United States administration officials have reportedly said that proof of the operation’s success would be whether it allows militants to reconstitute themselves in North Waziristan or elsewhere and again plot attacks against US-led forces in neighbouring Afghanistan or elsewhere.
According to a foreign news report, US officials said that previous Pakistani offensives in the tribal belt have either ignored groups like the Haqqanis because they did not carry out attacks in Pakistan, or allowed them to return. According to reports, US military officials believe that top levels of Pakistan’s security establishment back the Haqqanis as a proxy force to maintain influence in Afghanistan.
As US forces withdraw from Afghanistan at the end of the year, the US military’s ability to battle the Haqqani network is expected to diminish. Obama administration officials have pressed Pakistan’s military leaders in a series of meetings this month to ensure the group does not escape the current operation.
“We keep telling them they must go after all the terrorists and that they cannot cherry-pick,” said a senior US official, requesting anonymity.
According to reports, Pakistan insists that no insurgent groups will be spared.
But some officials have reportedly said that insurgents fled the area before the start of the offensive.
US officials have not received photographs or other visual evidence from Pakistan showing it has directly targeted the Haqqani network. A senior US official reportedly said, “We have to be convinced there is no reconstituting of terrorist facilities and havens.”
Some analysts believe that Pakistan is taking action now because of a provision in the 2015 Pentagon budget that could withhold hundreds of millions of dollars in counter-terrorism funding unless US Defence Secretary Chuck Hagel certifies that Pakistan has significantly disrupted the Haqqani network.”
Pakistani officials declined to comment specifically on the Haqqani network.
US military leaders have long believed that Pakistan did not target the Haqqani network before because it does not carry out attacks in Pakistan. Afghan authorities also accuse Pakistan of sparing the Haqqani network in the current offensive, arguing that no senior commander in the group has been reported killed.
Last week, an Afghan National Directorate of Security spokesman alleged that Pakistan’s security establishment had shifted Haqqani fighters to safe places before the operation began.
At a news conference the next day, Pakistan Foreign Secretary Aizaz Ahmad Chaudhry said Afghanistan should take action against militants fleeing over the border from Pakistan.
“It is … our expectation that action would be taken on the Afghan side to check the fleeing terrorists and not to allow Afghan territory to be used by anti-Pakistan elements,” Chaudhry said.
Tribal leaders reportedly said that Haqqanis and other groups fled North Waziristan in the days before the operation began. With less than one-third of the tribal region reportedly under government control, many fighters are believed to have taken refuge in other areas of North Waziristan, including Datta Khel, the site of recent US drone strikes, and in the thickly forested Shawal valley.
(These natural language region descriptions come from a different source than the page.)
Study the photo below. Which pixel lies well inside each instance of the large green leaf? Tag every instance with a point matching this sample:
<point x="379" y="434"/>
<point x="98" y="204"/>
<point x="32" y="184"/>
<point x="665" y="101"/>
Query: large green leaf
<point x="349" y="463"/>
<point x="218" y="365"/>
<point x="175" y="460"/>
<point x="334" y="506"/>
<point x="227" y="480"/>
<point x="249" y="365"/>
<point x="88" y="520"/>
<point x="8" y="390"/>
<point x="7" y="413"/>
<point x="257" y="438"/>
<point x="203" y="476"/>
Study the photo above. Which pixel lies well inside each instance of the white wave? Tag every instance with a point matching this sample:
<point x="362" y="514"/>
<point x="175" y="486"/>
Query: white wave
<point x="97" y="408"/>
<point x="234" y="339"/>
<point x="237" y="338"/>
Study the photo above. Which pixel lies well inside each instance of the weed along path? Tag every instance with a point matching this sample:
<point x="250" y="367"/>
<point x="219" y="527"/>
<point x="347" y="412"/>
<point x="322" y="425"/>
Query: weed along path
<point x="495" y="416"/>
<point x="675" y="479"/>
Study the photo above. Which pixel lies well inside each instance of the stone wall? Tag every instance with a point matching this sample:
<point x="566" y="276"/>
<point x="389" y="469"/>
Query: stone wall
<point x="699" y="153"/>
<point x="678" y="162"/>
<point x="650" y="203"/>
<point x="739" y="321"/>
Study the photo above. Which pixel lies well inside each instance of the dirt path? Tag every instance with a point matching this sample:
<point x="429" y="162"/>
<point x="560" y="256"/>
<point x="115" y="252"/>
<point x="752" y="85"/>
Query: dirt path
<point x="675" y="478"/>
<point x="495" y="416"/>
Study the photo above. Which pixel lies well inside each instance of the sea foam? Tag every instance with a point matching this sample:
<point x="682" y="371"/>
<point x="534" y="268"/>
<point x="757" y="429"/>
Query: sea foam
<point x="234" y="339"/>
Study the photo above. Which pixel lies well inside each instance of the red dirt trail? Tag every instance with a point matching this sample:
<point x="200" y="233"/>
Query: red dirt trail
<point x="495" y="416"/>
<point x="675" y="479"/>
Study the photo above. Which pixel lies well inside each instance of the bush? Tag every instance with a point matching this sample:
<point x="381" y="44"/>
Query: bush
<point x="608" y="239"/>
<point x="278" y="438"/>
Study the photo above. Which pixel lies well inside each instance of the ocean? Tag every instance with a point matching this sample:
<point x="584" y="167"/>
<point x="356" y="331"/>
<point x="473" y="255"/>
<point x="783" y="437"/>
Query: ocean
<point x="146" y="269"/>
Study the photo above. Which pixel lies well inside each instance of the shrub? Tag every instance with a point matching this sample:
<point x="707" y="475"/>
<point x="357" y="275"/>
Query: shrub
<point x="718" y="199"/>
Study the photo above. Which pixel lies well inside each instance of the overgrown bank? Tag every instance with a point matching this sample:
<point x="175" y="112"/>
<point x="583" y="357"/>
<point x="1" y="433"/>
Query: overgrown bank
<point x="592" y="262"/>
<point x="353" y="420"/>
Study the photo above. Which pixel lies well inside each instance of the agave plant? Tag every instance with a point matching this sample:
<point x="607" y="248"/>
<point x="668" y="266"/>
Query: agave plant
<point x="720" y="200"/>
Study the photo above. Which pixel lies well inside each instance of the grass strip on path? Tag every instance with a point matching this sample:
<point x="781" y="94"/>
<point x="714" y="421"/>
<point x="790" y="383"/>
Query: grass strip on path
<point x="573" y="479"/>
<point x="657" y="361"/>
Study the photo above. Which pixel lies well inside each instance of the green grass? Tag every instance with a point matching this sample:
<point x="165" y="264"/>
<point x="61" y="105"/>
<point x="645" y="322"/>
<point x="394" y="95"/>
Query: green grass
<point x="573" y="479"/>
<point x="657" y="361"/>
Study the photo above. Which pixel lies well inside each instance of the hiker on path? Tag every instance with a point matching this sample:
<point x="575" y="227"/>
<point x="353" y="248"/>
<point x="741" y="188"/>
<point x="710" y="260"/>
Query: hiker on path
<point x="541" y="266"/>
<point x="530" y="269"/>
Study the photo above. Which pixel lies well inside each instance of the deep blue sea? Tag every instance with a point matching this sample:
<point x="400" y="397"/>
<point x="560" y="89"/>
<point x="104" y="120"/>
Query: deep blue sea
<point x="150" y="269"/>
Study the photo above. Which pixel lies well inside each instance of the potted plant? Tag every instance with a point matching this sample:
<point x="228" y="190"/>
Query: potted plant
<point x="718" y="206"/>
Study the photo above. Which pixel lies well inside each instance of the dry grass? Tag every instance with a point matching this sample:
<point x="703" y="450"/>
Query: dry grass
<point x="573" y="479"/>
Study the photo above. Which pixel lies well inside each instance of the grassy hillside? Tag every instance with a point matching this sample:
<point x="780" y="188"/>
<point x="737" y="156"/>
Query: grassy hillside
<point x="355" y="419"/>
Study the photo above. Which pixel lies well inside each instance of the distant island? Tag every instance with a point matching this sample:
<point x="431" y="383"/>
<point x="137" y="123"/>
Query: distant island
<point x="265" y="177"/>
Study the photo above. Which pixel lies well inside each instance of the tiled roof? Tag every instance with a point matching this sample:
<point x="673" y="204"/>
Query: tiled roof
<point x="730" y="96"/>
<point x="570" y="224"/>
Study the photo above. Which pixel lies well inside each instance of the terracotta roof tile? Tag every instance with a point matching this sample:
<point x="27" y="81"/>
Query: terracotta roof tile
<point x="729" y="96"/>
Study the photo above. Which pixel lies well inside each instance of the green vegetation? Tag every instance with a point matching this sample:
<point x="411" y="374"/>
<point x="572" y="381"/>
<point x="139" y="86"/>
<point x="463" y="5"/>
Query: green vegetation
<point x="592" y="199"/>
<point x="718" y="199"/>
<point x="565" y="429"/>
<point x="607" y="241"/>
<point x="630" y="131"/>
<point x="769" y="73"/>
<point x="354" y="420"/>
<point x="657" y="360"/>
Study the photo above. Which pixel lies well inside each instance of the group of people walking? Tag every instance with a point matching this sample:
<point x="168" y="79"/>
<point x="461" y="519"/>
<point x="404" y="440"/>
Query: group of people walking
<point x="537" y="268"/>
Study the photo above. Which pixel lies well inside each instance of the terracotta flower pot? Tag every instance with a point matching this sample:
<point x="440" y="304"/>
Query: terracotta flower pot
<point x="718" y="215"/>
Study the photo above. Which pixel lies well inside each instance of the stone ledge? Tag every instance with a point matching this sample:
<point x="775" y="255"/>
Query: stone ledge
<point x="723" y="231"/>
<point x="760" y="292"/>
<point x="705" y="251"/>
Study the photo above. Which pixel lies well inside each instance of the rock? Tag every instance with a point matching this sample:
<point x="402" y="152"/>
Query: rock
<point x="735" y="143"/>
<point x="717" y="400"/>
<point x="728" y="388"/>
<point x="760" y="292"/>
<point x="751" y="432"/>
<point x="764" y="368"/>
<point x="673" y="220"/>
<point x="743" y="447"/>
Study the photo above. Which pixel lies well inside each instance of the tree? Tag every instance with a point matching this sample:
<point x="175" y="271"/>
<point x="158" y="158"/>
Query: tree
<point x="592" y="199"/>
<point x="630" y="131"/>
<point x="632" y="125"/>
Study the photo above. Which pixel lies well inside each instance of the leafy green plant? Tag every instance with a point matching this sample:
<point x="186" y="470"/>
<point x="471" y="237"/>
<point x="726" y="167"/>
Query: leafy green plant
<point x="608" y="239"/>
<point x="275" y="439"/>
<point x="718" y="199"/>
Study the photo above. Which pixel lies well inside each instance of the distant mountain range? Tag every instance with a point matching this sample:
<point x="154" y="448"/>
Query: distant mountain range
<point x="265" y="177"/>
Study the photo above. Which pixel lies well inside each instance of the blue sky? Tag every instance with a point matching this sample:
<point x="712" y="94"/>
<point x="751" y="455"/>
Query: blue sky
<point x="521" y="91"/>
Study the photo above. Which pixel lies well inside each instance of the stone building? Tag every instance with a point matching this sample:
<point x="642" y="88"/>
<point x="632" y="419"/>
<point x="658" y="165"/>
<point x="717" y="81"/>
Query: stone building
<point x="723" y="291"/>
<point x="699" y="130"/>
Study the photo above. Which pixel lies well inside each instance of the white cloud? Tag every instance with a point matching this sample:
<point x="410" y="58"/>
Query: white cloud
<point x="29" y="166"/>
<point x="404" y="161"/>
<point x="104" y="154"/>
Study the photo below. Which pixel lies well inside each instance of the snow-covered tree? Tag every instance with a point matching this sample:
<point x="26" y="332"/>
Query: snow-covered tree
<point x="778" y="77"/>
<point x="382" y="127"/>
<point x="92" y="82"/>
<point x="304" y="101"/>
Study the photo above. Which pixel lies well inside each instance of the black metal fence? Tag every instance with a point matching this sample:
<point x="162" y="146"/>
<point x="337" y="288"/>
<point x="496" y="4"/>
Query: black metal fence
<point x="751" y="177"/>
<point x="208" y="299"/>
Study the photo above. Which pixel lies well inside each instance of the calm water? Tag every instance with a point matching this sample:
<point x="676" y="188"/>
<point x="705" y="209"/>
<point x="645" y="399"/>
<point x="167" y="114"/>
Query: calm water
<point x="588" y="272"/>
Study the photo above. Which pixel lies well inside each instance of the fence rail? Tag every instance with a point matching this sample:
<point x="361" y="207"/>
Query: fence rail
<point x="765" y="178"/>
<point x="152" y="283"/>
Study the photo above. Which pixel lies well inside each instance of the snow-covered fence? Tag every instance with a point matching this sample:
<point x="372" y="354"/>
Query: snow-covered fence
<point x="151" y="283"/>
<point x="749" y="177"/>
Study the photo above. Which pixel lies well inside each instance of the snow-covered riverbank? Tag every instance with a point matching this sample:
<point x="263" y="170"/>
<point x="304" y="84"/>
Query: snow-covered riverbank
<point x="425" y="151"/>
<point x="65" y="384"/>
Pakistani journalist Rahimullah Yusufzai reportedly said that the operation has displaced the Haqqani network but the insurgents would eventually be able to regroup and plot attacks in Afghanistan from elsewhere in the area.
“It would take some time for them to establish their training and communication facilities at some other place,” he said, but added that targeting Afghan border provinces such as Khost and Paktika soon “would not be a problem for them.”